O incentivo, no entanto, está quase todo confinado à cadeia produtiva do gado: em 2024, conforme dados do Banco Central, 91,7% dos créditos do Pronaf na Amazônia Legal foram para a pecuária convencional, contra apenas 8,3% para atividades agrícolas em geral – nesse caso, ainda assim prevalecem commodities, como soja e milho.
Quando se trata de produtos ligados à sociobioeconomia, o índice é ainda menor: 99% dos produtores de açaí, castanha, cacau nativo, óleos vegetais, fibras, pescados e outros produtos biodiversos disseram nunca ter acessado o crédito rural, de acordo com mapeamento da Conexsus, uma organização que incentiva negócios comunitários que contribuem para a preservação de florestas e biomas.

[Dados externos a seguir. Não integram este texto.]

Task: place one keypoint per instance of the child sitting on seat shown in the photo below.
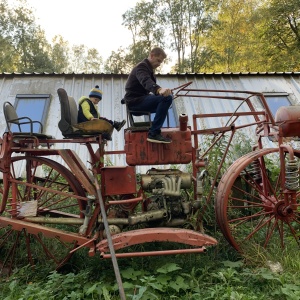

Um dos principais entraves é a exigência de documentos individuais, como o Cadastro Nacional da Agricultura Familiar (CAF) e o Cadastro Ambiental Rural (CAR), para povos e comunidades que vivem e produzem em territórios coletivos. Isso impede que a maioria dos assentados da reforma agrária, quilombolas, ribeirinhos, extrativistas e indígenas acessem o programa.
É o caso de 250 famílias que formam a comunidade remanescente de quilombo Caraíbas, situada na entrada do sertão sergipano, na confluência de cinco municípios: Canhoba, Aquidabã, Amparo de São Francisco, Telha e Cedro de São João.
“Nossa terra é coletiva, com produção coletiva. Mas eles exigem documentos individuais, que a gente não tem. Quando vamos ao banco, já dão um ‘não’, sem chance de conversa. Levamos uma porta na cara, logo num primeiro momento. A política é desenhada lá em cima, pensada para nós, mas não temos como aplicar”, comenta Xifroneze Santos, moradora da comunidade e representante da coordenação nacional da Coordenação Nacional de Articulação das Comunidades Negras Rurais Quilombolas (Conaq).
A falta de titulação é a causa fundamental para a exclusão dos povos e comunidades tradicionais do Pronaf, segundo ela. Na Caraíbas, o processo começou em 2004 e está parado desde 2018, quando houve o reconhecimento de posse e uso coletivo. Estivesse titulada, a comunidade teria um CNPJ coletivo, passível de ser utilizado para acessar o programa.
“Esse é o principal gargalo das comunidades quilombolas, porque a gente não planta no vento, né? A gente não planta no ar. Para ser pensado para nós, o programa precisa ser pensado a partir da terra. Porque nenhuma casa começa pelo telhado: começa do alicerce. O nosso alicerce é nossa terra. Enquanto não houver desapropriação dos territórios, continuaremos vivendo de fantasia”, diz Xifroneze.

Enquanto a titulação e os consequentes recursos não chegam, a produção das comunidades quilombolas fica enclausurada aos fundos dos quintais, para subsistência, ou percorre caminhos curtos, até feiras próximas, o que gera renda insuficiente.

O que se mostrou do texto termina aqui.